Le tram connaît lui aussi une croissance soutenue, avec une fréquentation passée de 6,1 millions de passagers en 2019 à 35,2 millions en 2025. Parallèlement, le réseau RGTR assure plus de 2,6 millions de courses par an à travers l’ensemble du pays.

Pour améliorer la situation, le comité a fait le point sur les mesures de sécurité et de prévention qui ont été mises en place ou sont en cours de déploiement. La première concerne les cabines sécurisées pour les chauffeurs d’autobus. Au 15 juillet, 824 autobus du réseau RGTR en sont équipés, soit 48,1% de l’ensemble de la flotte. Le déploiement de ce dispositif se poursuit à un rythme soutenu, avec l’intégration de 78 véhicules supplémentaires au cours des six derniers mois et d’environ 150 autobus sur les douze derniers mois.

Du côté des CFL, 68 autobus sur 83, soit 82% de la flotte, disposent d’une cabine sécurisée. Les quinze véhicules restants, appartenant à une génération plus ancienne, seront retirés du service d’ici 2028.

Une présence humaine accrue

Le comité a également pris connaissance des mesures mises en œuvre par Luxtram afin de renforcer la sécurité et la prévention sur son réseau. Après le lancement en août 2025 d’une phase pilote prévoyant la présence d’agents de sécurité à bord des tramways et sur la ligne, Luxtram a renforcé ce dispositif à compter du 1er juillet avec le déploiement d’une deuxième équipe. Les agents de sécurité assurent des missions de prévention, de présence et d’assistance, tandis que les conducteurs restent responsables de la gestion de l’exploitation et de l’information des voyageurs.

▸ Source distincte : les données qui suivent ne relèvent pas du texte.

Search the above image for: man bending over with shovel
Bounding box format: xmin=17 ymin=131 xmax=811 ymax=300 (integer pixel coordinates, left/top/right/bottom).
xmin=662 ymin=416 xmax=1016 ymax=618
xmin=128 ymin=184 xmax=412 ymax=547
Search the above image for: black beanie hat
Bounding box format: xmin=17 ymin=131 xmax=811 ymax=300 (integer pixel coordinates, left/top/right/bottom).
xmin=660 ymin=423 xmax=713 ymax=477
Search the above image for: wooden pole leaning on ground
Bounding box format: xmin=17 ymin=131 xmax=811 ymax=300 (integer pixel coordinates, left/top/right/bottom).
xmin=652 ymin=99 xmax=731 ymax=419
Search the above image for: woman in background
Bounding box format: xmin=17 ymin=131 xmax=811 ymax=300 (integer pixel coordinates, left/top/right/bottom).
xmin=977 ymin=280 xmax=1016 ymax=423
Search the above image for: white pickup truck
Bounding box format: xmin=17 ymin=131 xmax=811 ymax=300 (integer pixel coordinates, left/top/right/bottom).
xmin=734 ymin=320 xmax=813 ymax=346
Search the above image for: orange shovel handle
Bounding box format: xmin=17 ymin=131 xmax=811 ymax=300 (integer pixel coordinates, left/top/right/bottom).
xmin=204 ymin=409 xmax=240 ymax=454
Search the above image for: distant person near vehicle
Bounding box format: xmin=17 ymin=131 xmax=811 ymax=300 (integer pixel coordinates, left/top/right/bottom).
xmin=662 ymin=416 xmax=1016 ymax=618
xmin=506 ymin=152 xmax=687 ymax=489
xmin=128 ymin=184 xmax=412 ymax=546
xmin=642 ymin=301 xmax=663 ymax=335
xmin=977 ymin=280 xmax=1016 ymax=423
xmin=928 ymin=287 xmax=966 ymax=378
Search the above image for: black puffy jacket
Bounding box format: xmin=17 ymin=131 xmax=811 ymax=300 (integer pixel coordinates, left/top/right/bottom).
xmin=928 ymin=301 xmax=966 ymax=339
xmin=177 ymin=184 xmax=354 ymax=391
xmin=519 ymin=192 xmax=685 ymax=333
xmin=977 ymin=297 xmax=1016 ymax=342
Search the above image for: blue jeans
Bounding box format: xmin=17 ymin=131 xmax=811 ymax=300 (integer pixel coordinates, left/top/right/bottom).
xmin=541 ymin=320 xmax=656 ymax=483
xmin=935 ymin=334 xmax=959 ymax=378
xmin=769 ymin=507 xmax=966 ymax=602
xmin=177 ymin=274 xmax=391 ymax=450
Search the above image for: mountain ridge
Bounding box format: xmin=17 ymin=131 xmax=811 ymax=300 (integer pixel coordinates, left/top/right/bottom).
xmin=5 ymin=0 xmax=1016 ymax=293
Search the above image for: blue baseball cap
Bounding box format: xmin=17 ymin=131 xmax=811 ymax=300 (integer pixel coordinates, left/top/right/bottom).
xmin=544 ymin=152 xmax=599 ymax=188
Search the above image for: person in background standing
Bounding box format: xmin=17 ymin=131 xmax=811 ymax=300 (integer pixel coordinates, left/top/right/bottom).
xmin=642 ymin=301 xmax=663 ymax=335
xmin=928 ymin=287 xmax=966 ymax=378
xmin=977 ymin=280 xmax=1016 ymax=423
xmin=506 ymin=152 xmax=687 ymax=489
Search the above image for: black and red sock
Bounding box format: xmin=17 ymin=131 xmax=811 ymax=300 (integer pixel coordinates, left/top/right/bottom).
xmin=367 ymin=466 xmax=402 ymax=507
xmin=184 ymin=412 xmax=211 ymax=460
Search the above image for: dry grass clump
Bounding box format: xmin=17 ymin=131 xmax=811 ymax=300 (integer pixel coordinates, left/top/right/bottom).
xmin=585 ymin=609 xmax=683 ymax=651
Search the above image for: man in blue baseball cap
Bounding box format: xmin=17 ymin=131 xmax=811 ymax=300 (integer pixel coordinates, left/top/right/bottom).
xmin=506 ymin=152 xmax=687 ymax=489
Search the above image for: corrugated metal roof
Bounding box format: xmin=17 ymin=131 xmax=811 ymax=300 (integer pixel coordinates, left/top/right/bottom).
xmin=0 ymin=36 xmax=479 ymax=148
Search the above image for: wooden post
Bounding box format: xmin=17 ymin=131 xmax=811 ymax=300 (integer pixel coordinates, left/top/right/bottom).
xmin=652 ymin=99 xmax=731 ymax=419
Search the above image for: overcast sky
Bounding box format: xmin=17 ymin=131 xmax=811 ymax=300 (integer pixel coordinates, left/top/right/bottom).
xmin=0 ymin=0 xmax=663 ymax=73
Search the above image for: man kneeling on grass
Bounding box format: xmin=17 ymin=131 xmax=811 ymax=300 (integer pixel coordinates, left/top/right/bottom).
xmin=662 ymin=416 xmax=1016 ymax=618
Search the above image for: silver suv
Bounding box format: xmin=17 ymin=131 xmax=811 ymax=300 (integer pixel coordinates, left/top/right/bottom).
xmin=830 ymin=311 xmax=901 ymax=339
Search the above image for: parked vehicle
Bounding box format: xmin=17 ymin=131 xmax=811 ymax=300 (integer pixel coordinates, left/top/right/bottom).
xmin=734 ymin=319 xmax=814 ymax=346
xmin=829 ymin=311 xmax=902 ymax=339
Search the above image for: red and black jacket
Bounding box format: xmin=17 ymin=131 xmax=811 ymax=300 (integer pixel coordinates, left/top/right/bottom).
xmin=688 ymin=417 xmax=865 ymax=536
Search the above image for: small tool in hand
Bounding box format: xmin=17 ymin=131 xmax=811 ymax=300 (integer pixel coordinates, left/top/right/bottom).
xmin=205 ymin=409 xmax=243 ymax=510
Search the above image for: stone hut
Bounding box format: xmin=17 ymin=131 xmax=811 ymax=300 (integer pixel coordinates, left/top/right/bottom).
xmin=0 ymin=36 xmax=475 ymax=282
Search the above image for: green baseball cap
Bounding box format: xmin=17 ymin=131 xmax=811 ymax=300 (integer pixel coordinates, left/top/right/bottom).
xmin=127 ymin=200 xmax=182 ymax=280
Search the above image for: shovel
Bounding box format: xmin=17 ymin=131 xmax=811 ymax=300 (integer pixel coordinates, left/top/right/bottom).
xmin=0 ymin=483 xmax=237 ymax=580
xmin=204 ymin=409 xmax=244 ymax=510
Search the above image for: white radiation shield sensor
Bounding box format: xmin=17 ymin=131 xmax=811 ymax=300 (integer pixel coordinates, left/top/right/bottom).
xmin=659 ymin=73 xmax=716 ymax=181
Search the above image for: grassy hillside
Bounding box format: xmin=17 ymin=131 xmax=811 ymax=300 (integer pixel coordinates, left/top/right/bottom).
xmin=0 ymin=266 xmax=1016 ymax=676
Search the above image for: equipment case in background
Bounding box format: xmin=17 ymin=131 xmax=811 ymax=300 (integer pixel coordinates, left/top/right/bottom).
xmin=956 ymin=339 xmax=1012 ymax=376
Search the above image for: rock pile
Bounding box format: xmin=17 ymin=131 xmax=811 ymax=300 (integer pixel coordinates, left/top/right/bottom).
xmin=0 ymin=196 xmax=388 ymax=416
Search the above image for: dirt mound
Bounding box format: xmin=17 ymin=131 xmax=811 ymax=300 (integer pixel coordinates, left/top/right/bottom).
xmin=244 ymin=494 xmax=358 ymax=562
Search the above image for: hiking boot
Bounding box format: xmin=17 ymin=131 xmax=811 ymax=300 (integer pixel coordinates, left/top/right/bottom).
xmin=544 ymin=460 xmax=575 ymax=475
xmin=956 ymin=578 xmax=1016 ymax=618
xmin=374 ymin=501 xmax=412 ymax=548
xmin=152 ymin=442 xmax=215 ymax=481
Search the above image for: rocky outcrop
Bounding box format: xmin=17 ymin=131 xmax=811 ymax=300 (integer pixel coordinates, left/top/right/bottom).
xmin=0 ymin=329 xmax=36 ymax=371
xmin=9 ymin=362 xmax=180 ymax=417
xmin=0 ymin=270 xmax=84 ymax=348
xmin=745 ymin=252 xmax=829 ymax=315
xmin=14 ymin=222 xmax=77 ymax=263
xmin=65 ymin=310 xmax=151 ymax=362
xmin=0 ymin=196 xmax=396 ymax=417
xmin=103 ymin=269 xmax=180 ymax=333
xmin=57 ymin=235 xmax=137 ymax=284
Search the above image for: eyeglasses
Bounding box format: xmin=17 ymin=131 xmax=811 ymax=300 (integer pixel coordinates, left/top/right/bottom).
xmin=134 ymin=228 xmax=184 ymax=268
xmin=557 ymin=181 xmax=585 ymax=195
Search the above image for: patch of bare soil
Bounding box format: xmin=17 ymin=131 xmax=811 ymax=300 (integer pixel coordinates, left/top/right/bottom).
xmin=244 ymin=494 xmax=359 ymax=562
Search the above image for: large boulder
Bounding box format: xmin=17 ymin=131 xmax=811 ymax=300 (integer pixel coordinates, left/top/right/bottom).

En parallèle, le comité a fait le point sur l’avancement du projet de loi 8335 relatif à la sécurité, à la sûreté, à l’ordre et à la vidéosurveillance dans les transports publics. Celui-ci poursuit trois objectifs principaux:

  • établir un cadre juridique dédié à la sécurité et à l’ordre dans les transports publics
  • encadrer l’utilisation de la vidéosurveillance et définir précisément ses finalités
  • mettre en place un régime de sanctions administratives et pénales adapté aux infractions constatées

Les membres du comité sont ensuite revenus sur la campagne nationale «Le respect, c’est simple comme bonjour !». À l’occasion de la Journée nationale du respect dans les transports en commun, organisée le 3 mai 2026, elle a mis l’accent sur le respect de l’environnement sonore dans les espaces partagés. Son objectif était de promouvoir des comportements favorisant le confort et le bien-être de la clientèle.

Un recours aux bodycams?

Le ministère a présenté son analyse des expériences actuellement menées dans plusieurs pays européens concernant l’utilisation de bodycams par les agents des transports publics. Les premiers retours mettent en évidence des pistes d’action en matière de prévention des conflits, de désescalade des situations tendues et de protection des agents. Le ministère suit également avec attention le déploiement progressif des bodycams au sein de la police grand-ducale. Les enseignements tirés de cette expérience permettront, le moment venu, d’évaluer l’opportunité et les modalités d’un éventuel recours à ce dispositif.